Today will be cold across most of the nation, with temperatures even tumbling in Texas and Florida. I live about 250 miles straight west of Chicago. We expect morning temperatures to be near single digits, with a wind chill near zero all day (Fahrenheit not Celsius). Although I sometimes walk to work, tomorrow will not be one of those days. I will, however, still brave the cold to go to a gym to work out.

I still have a positive attitude about winter. We have had our first snow fall, it was only about two inches and the streets are already cleared. The sky as been clear, so the sun is bright, making the scenery especially nice. This feeling will change by the time February rolls around. Eighty days of cold with increasing cloudiness makes thing dreary. I do not often suffer from cabin fever, but I know a lot of people who do.
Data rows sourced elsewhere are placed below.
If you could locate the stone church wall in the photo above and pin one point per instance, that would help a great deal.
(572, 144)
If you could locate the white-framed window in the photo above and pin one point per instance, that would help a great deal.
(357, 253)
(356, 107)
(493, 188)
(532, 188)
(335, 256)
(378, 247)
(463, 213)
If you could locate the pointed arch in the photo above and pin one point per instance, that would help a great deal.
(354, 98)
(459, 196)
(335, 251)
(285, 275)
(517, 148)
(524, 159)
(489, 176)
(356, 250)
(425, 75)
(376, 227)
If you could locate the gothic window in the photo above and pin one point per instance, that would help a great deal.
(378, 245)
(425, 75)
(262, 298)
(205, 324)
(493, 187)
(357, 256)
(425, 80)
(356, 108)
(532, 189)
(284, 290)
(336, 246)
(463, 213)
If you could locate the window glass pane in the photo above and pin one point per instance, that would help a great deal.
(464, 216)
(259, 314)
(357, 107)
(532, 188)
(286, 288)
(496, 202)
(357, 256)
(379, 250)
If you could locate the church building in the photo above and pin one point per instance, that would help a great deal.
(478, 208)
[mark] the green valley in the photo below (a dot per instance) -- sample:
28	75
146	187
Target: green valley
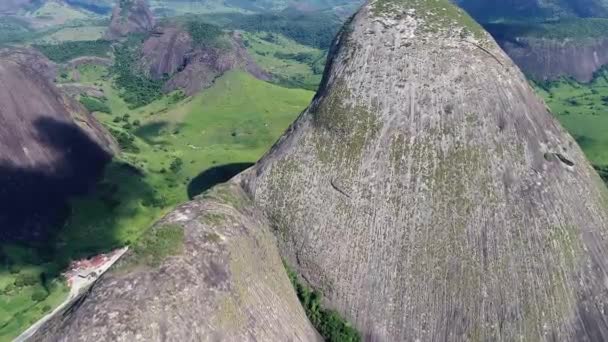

The best solution to cold weather is to actually get out in it. Breathe deeply the clean air. Feel the cold penetrate where you have not covered sufficiently. Move around and, after experiencing nature to its fullest, retreat to the comfort of your home or office. A short experience of the harshness of the season will make the comforts that much more delectable.

A couple of years ago, I drove by a construction site about this time of year. It was cold with sleet coming down. I commented that I was glad not to have that job. My teenage son disagreed. What could be better than getting to work outside? Especially when working on something you could point at to say you had built it? I appreciate his enthusiasm. Those men and women do have something to hold on to. I still have my comfortable office, which I still will not trade. Perhaps that kind of enthusiasm wanes with age (and stiffness).

I know that several negative twenty degree days are ahead. We can only hope that they are not consecutive. The local weather forecaster has asked “Is it cold enough for you?” My answer is yes. I am so glad that I live in an age and country with modern conveniences such as central heating. Keep writing and stay warm.